The poetical parable at the commencement of this chapter is no fantasy of the brain. Fellowship with Jesus in His death and risen life admits the believer, as many can testify, into a bright world where the heavens are blue and the air balmy. A world in which the inhabitants have learned the secret of perpetual youth; where they wear stainless robes; where the luster comes back to the eyes, and the mists of age and care and strife have for ever passed away.

This is the unchanging law of the Christian life, for “the only way out of any world where we are is by death “ — for the Christian therefore by Christ’s death. It is a law which meets us at the very beginning of life in Christ, and as we walk in the light of God we shall have continuous discoveries of wealthy places, entrance into which is invariably through death, or, in other words, through ceasing to have fellowship with certain forms of life.

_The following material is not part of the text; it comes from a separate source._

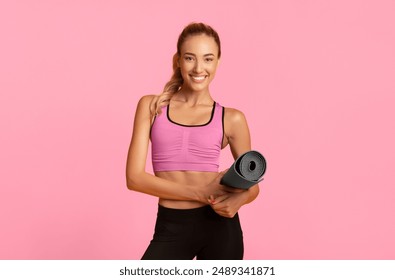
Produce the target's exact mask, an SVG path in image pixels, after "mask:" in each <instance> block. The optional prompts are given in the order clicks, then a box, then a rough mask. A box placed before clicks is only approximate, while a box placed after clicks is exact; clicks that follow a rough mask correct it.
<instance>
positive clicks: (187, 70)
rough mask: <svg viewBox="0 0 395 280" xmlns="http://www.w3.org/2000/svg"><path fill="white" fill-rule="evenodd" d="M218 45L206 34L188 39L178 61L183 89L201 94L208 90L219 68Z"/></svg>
mask: <svg viewBox="0 0 395 280" xmlns="http://www.w3.org/2000/svg"><path fill="white" fill-rule="evenodd" d="M218 62H219V59H218V45H217V43H216V42H215V40H214V38H212V37H209V36H207V35H205V34H202V35H193V36H189V37H187V39H186V40H185V41H184V43H183V44H182V46H181V54H180V57H179V60H178V63H179V66H180V68H181V75H182V77H183V79H184V83H183V86H182V87H183V88H184V89H189V90H192V91H196V92H200V91H204V90H207V89H208V86H209V84H210V82H211V81H212V80H213V79H214V76H215V71H216V70H217V66H218Z"/></svg>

If you examined a dead leaf-stalk, says Lilias Trotter in her lovely parables, through a microscope, you would find that the old channel is silted up by a barrier invisible to the naked eye. On last year’s leaf the plant has shut the door, condemning it to decay, and soon without further effort the stalk loosens, the winds of God play around it, and it falls away. The Cross of Christ shuts off the life of sin. “Our old man is crucified with Him, that the body of sin might be destroyed, that henceforth we should not serve sin: for he that is dead is freed from sin” (Rom. vi. 6). Like the silted-up channel, the Cross stands a blessed invisible barrier between us and sinning as we “reckon” it there: that is, hold it there by faith and will. The sap — the will — the “ego” withdraws from the former existence, its aims and desires, and sends them into the new. And the first hour that the sap begins to withdraw, and the leaf-stalk begins to silt up, the leaf’s fate is sealed. The plant never goes back, as so m any Christians do, upon its resolve to dispense with the old foliage. It is this “steadfast continuance” which is the secret of victory. The sap which is withdrawn from the old is freely given for the nourishment of the new, and is only withdrawn for this purpose, for the gate of the Cross is ever the gate of life.

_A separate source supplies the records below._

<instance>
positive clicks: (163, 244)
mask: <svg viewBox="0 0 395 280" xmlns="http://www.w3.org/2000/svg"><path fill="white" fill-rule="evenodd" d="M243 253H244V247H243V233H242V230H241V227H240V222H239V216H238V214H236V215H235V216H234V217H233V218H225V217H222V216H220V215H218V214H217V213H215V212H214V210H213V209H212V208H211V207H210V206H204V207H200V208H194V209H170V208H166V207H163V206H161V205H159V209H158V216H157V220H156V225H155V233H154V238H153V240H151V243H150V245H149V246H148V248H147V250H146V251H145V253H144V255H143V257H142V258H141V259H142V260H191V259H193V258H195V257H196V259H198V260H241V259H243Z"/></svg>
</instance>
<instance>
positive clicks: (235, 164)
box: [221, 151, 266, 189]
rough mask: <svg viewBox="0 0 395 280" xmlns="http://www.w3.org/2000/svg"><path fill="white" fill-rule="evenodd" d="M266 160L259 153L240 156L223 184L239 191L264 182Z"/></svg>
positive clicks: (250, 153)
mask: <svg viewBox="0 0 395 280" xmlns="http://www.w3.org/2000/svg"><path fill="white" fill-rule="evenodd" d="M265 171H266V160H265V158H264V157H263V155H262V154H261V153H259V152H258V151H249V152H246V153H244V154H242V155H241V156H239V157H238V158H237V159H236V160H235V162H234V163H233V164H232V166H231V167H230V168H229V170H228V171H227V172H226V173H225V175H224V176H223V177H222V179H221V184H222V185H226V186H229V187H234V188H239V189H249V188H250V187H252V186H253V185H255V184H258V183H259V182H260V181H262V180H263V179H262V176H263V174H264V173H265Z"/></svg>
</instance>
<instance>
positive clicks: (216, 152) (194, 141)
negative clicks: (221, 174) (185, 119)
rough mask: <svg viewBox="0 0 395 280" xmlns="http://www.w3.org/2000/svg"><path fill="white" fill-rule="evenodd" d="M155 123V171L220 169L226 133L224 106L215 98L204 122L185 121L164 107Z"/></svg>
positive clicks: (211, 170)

There is only one place where you can graft a branch upon a tree; it is where both the graft and the tree have been cut and the life is flowing out. But let there be close contact between them — for the smallest filament of wrapping round the graft will prevent the life of the tree from flowing into it — and what is the result? The little slip becomes a partaker of the strength and beauty of the stem, and as it bears leaf and fruit it seems to say: “I live, nevertheless not I, but the tree liveth in me, and the life I now live in foliage and fruit, I live by faith in the shaft of the tree.” So to both graft and tree the gate of the cross is the gate of life.